There have been a few areas of teaching that I would like to change and will consider that for next year. Some people have been surprised that I am becoming a chartered teacher, some are encouraging, some are unsure about the value of CT. But I would like to use my enhanced skills to support colleagues to enhance their practice."

* Sheena Dunlop, Winton primary, North Ayrshire, has taken the APL route and is now working on a doctorate in education at Stirling University "It has made a huge difference to me as a teacher. Critical reflection has been one of the big issues: it has made me much more conscious of what I teach and how I teach and the implications that has for the children. I just see the day-to-day impact. My colleagues are not really bothered about my becoming a CT. Some of the younger teachers coming into teaching are showing a greater interest. I would like to see more CTs because there are massive benefits for developing learning communities instead of individual people working on their own. Being a mentor for probationers would be a useful role as well, because we have been looking at ourselves and reflecting on our practice and that is what they have to do."

* Barbara Stewart, Boclair Academy, Bearsden, is having her CT claim considered by the GTC next week

"It has changed the fact that I can justify what I do. I did mind-maps before anyone gave them a name, but now I can justify things in theory. I can stand up at a meeting and say: 'We should be doing this because . . .'

It's given me the power of justification. At the moment, I don't feel our enhanced skills are being used as much as they could be. I have made a place for myself within my own school and defined my own remit. I would like to see myself becoming involved in more initiatives and the training of younger staff."

* Glenn Harrison, Baltasound Junior Secondary, Shetland, is a chartered teacher, based on a full APL

"I have been forced to face up to myself as a classroom practitioner and to evaluate myself. It took me to a scary place because sometimes I didn't like looking at my own failings. It has helped me to be self-critical and make use of self-criticism to sharpen up my practice in the classroom. I am struggling at the moment over where I fit into the school and the school may be struggling in terms of 'what do we do with this man?' But I volunteered this year to mentor a probationer teacher and three more are coming in. I do feel more valued in the school. People will say to me:

'What do you think, what's your view of this?' Before I was just another member of staff. I feel like the phoenix has risen and I have been reborn.

I enjoy work because I am putting more into it - I don't want to retire."

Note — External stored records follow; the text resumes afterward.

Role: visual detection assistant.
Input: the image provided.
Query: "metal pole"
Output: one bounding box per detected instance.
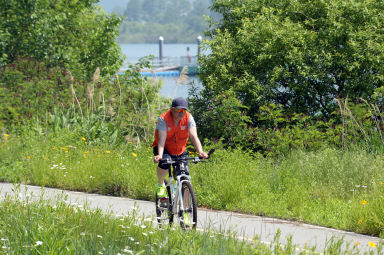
[159,36,164,62]
[197,35,202,56]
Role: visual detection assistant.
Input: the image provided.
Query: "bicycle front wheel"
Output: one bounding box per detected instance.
[180,181,197,229]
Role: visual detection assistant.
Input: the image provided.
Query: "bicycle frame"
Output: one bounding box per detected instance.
[167,160,192,216]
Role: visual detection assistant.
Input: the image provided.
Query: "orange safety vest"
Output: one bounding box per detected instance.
[152,110,190,155]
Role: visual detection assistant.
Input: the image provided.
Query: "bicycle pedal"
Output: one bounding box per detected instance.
[159,198,168,207]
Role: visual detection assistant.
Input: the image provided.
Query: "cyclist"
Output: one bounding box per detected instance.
[153,97,208,224]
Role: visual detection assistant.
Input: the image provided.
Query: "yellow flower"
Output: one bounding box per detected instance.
[84,151,89,154]
[44,157,48,160]
[369,242,376,248]
[3,134,9,140]
[65,151,69,153]
[83,155,87,159]
[117,153,121,156]
[358,219,363,225]
[106,150,111,154]
[60,147,67,150]
[132,152,137,157]
[361,200,367,205]
[84,142,88,144]
[379,181,383,185]
[26,156,31,159]
[81,137,86,141]
[355,242,359,246]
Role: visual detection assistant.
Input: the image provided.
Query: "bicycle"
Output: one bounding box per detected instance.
[155,149,215,229]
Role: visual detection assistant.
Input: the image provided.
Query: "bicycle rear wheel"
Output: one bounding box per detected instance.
[180,181,197,229]
[156,184,173,226]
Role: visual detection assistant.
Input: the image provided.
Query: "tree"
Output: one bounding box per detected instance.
[0,0,122,79]
[198,0,384,120]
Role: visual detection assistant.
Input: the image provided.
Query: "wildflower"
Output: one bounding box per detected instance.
[60,147,67,150]
[361,200,367,205]
[355,242,359,246]
[117,153,121,156]
[80,232,85,236]
[97,235,102,238]
[3,134,9,140]
[82,137,86,141]
[84,151,89,154]
[358,219,363,224]
[84,142,88,144]
[90,176,95,179]
[142,232,147,236]
[105,150,110,154]
[369,242,376,247]
[132,152,137,157]
[26,156,31,159]
[123,248,133,254]
[141,225,146,229]
[379,181,383,185]
[34,241,43,246]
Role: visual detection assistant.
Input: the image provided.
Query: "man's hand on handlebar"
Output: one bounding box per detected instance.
[154,155,162,163]
[198,152,209,159]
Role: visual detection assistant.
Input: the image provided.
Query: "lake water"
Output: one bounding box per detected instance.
[120,43,203,98]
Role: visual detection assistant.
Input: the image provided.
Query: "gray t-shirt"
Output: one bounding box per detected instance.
[156,114,196,132]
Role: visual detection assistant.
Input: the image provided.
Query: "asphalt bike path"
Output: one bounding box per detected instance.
[0,183,381,253]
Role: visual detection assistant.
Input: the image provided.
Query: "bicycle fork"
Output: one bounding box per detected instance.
[172,174,191,216]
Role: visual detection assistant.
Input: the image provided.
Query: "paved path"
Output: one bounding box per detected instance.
[0,183,381,253]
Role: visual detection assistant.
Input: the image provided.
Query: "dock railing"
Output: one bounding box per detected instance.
[150,56,198,69]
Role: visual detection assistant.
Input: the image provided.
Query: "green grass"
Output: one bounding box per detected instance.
[1,130,384,238]
[0,187,381,255]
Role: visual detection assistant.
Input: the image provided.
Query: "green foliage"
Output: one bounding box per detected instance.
[200,0,384,119]
[189,89,251,147]
[0,0,123,78]
[0,58,72,127]
[337,98,384,154]
[0,55,167,147]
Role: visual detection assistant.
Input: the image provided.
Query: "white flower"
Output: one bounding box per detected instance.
[141,225,146,229]
[97,235,103,238]
[35,241,43,246]
[123,248,133,254]
[80,232,86,236]
[142,232,147,236]
[129,237,134,241]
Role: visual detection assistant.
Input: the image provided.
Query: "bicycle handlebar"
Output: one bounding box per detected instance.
[159,148,215,165]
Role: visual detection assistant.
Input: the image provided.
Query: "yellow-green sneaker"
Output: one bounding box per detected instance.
[183,212,190,227]
[156,184,167,198]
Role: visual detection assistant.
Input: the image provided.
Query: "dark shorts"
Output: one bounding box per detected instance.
[153,146,189,170]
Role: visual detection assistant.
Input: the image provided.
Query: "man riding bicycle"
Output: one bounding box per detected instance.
[152,97,208,202]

* Gisela Cumming, Kilchuimen Academy, Fort Augustus, gained CT status through Aberdeen University

"I have more sympathy for how children learn because I have been in a learner's position. I believe in lifelong learning and, having experienced this myself, what I want to see is the children who are already working for their exams also learning for life. I would like to be involved in discussion about educational policy at the school because I think I now have something to give which perhaps was not the case previously."